Thenewwwguy
Emperor
- Joined
- May 12, 2020
- Messages
- 1,507
i think aqueducts still give them more housing, but i may be wrong.Hardly things you build yourself... since you cannot magically make plantation luxuries (or bananas) simply "appear"... you are pretty much limited by the map.
Careful city planning (using fancy map pins and whatnot) sounds nice, etc. until iron and horses appear and completely ruin all your well-laid plans.
And people are acting like Maya is the only civ that can settle without water... ummm hello, ever heard of granaries anyone (not to mention things like stepwells and mekewaps) and I still maintain that early farms are a very bad way to spend your builder charges. All new cities will need 2 builders to get them going instead of one (one for farms on tiles that you would never work early and another for plantations which you need for your campi) and that is A LOT of early gold or production wasted.
Any civ can settle a waterless city if the tiles are worth it. It's just that the other civs get a bonus for settling next to water, and that Maya completely forfeits that bonus to begin with in exchange for stronger farms (so not worth it IMO).

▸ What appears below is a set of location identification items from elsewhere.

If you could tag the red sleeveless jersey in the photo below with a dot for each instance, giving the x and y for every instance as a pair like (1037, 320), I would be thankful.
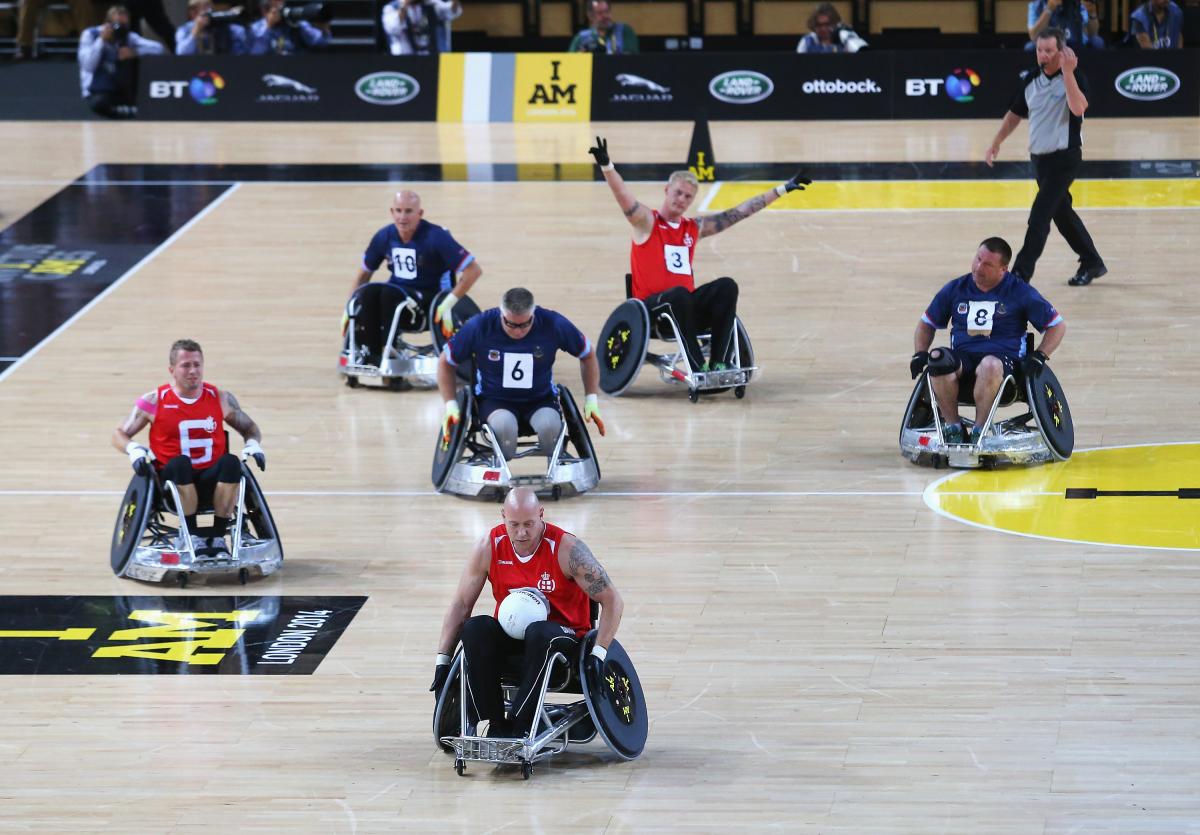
(664, 260)
(187, 428)
(569, 604)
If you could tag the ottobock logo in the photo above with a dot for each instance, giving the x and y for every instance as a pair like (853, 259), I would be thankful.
(387, 88)
(959, 85)
(838, 86)
(282, 89)
(1147, 84)
(741, 86)
(637, 89)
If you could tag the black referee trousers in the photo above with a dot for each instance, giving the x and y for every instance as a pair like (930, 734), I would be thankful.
(1055, 173)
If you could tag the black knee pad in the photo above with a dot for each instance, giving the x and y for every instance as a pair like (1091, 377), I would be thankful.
(228, 469)
(942, 361)
(179, 469)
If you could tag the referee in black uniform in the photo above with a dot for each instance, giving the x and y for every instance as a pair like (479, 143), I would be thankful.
(1054, 98)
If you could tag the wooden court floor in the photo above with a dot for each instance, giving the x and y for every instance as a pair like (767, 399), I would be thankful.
(820, 650)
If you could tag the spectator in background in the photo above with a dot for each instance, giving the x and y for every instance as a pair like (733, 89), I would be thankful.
(828, 34)
(275, 35)
(83, 13)
(419, 26)
(605, 35)
(1157, 24)
(208, 35)
(108, 64)
(1069, 16)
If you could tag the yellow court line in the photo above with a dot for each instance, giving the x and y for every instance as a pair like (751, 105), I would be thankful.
(1159, 193)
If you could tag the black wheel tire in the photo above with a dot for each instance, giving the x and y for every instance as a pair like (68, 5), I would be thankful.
(132, 518)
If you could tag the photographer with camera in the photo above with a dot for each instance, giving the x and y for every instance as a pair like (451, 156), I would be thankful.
(1071, 16)
(108, 64)
(419, 26)
(286, 31)
(829, 34)
(604, 35)
(208, 32)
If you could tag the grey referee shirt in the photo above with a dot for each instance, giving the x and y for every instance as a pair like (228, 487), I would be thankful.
(1043, 100)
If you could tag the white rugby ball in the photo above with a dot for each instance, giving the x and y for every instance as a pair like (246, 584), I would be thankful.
(521, 608)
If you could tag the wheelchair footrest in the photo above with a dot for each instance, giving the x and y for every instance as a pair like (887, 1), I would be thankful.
(489, 750)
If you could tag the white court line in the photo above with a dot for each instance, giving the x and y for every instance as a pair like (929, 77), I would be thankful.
(129, 274)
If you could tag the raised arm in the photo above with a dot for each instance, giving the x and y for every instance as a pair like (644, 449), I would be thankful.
(639, 216)
(711, 224)
(580, 564)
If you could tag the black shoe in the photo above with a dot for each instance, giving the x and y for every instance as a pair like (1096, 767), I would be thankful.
(1087, 275)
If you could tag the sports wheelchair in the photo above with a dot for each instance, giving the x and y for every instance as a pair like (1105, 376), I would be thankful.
(612, 707)
(1002, 440)
(147, 546)
(624, 347)
(473, 464)
(403, 364)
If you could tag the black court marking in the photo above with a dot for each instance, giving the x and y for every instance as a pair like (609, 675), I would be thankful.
(72, 247)
(169, 636)
(585, 172)
(1093, 493)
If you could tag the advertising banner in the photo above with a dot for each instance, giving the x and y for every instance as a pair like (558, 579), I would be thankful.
(288, 88)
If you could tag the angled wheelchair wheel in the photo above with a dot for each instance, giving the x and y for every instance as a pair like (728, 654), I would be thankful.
(445, 455)
(745, 349)
(463, 310)
(1049, 406)
(576, 428)
(616, 701)
(137, 505)
(447, 710)
(257, 512)
(622, 347)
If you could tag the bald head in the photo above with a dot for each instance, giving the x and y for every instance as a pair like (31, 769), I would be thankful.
(406, 212)
(522, 520)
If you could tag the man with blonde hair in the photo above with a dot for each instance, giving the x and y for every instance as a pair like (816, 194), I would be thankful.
(663, 250)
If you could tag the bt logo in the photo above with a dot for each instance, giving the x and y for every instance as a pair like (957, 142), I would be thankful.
(959, 85)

Worst of all for a science civ, you will most likely go for industrial zones, but you wont have any incentive to build aqueducts (I guess dams are still fine) since, if I understand the mechanics correctly, gaining housing as if it has freshwater = 0 housing for Maya.
the half-cost campuses are the seller here. At worst, your observatory will be +3 if you surround it with farms. that’s still pretty good considering you get it twice as early as a theoretical opponent with a campus. the only thing maya could benefit from is a builder to start imo, because I agree they may have a slow and difficult Ancient era, but my guess is the classical era will make them snowball really hard. They look really good.